Is a paper from OpenAI that introduces a new way to train models to understand images. The paper introduces a new model called CLIP (Contrastive Language-Image Pretraining) that is trained by contrasting images and their descriptions in natural language. Contrastive is a method that highlights the differences between two things.
The model is fed with pairs of images and texts during training. Each pair consists of an image and a correct textual description, along with several incorrect descriptions. The model's objective is to learn to identify the correct pairings among the incorrect ones.

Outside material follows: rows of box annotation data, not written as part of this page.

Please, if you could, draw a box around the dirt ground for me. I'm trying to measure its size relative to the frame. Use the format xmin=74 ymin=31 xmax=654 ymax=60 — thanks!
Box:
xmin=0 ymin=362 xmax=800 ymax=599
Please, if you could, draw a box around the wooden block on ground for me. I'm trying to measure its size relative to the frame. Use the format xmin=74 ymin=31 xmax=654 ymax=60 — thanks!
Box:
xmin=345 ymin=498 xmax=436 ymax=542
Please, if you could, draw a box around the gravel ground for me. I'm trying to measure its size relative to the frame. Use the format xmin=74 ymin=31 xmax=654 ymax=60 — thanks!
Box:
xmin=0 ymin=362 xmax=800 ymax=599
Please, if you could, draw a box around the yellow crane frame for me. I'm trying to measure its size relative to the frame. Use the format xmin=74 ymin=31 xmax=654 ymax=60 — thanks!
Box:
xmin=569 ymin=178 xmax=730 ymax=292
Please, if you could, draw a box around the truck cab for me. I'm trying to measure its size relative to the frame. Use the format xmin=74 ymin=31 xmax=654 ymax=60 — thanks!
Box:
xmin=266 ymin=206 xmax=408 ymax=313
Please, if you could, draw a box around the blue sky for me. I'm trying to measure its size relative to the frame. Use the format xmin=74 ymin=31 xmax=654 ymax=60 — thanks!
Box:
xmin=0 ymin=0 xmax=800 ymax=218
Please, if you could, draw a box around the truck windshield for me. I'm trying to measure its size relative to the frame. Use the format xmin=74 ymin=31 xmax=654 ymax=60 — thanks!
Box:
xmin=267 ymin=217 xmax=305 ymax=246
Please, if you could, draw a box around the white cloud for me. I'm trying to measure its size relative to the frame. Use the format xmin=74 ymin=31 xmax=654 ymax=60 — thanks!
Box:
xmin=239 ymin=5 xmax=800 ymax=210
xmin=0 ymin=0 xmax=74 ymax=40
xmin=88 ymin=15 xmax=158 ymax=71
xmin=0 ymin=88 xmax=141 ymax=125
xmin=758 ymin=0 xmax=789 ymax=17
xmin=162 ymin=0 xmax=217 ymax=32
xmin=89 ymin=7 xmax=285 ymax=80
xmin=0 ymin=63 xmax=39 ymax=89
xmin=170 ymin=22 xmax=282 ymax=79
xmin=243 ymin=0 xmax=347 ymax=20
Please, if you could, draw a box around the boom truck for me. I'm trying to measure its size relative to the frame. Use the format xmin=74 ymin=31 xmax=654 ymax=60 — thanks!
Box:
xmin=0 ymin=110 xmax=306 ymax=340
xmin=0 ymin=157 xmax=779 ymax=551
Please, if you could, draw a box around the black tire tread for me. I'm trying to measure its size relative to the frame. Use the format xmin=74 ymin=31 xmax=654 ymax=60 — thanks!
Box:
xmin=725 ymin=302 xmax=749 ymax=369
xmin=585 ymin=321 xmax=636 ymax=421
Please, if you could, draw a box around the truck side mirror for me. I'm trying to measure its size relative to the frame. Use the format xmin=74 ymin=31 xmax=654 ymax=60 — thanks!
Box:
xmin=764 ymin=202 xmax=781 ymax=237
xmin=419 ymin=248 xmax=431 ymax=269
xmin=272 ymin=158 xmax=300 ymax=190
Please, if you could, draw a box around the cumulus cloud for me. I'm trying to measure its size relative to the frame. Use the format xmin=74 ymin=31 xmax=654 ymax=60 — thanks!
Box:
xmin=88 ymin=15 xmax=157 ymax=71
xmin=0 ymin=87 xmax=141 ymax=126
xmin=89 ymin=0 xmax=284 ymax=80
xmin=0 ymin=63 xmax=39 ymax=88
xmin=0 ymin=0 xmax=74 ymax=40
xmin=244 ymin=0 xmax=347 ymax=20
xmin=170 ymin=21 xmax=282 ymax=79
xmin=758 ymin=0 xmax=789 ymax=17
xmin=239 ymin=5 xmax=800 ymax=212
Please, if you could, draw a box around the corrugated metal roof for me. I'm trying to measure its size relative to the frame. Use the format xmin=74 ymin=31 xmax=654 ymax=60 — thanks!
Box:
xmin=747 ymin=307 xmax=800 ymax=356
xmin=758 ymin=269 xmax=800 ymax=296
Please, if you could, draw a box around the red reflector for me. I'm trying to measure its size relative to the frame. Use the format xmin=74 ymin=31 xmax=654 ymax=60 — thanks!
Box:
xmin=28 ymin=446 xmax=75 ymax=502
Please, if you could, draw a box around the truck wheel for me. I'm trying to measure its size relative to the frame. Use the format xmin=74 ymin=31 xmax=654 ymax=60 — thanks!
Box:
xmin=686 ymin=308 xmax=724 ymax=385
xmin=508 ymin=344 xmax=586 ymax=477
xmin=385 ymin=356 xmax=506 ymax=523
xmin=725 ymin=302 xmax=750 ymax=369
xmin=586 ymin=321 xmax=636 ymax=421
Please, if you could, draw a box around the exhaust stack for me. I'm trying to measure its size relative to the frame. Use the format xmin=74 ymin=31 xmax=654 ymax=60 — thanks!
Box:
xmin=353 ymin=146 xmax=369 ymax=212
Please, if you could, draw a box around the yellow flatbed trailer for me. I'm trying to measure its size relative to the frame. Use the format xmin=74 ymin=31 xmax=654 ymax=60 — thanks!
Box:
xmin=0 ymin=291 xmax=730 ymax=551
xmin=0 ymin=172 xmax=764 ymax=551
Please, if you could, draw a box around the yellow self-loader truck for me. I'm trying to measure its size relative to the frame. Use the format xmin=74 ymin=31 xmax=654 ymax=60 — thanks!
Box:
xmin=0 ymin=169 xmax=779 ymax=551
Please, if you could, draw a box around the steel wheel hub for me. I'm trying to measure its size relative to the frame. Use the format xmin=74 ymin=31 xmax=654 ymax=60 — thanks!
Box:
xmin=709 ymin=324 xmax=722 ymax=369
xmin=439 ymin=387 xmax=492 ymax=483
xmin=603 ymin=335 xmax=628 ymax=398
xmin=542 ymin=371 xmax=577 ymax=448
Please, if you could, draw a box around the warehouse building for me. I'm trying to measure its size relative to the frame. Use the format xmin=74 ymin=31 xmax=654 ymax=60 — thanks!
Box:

The model is trained to map similar images and text descriptions close together in the embedding space, while pushing dissimilar pairs apart. So a picture of a cat and a text description of a cat should be close together in the embedding space.
Another usecase for CLIP is a sementic search for image retrieval. This is where we have a query and we want to find the most similar images to the query.
Two main components:
-
Image encoder This part produces image embeddings like patch embeddings from a ViT I think, like the last layer of a ViT model inference. But it does not have to use ViT and a CNN could be used as well. The embeddings can be thought of as simliar to token embeddings but there is no lookup of the id of a token in a vocabulary, instead the embeddings use the raw pixel values of the image.
-
Text encoder This part produces text embeddings from a transformer model designed for NLP.
During training, CLIP learns to align the embeddings from the image encoder with the embeddings from the text encoder.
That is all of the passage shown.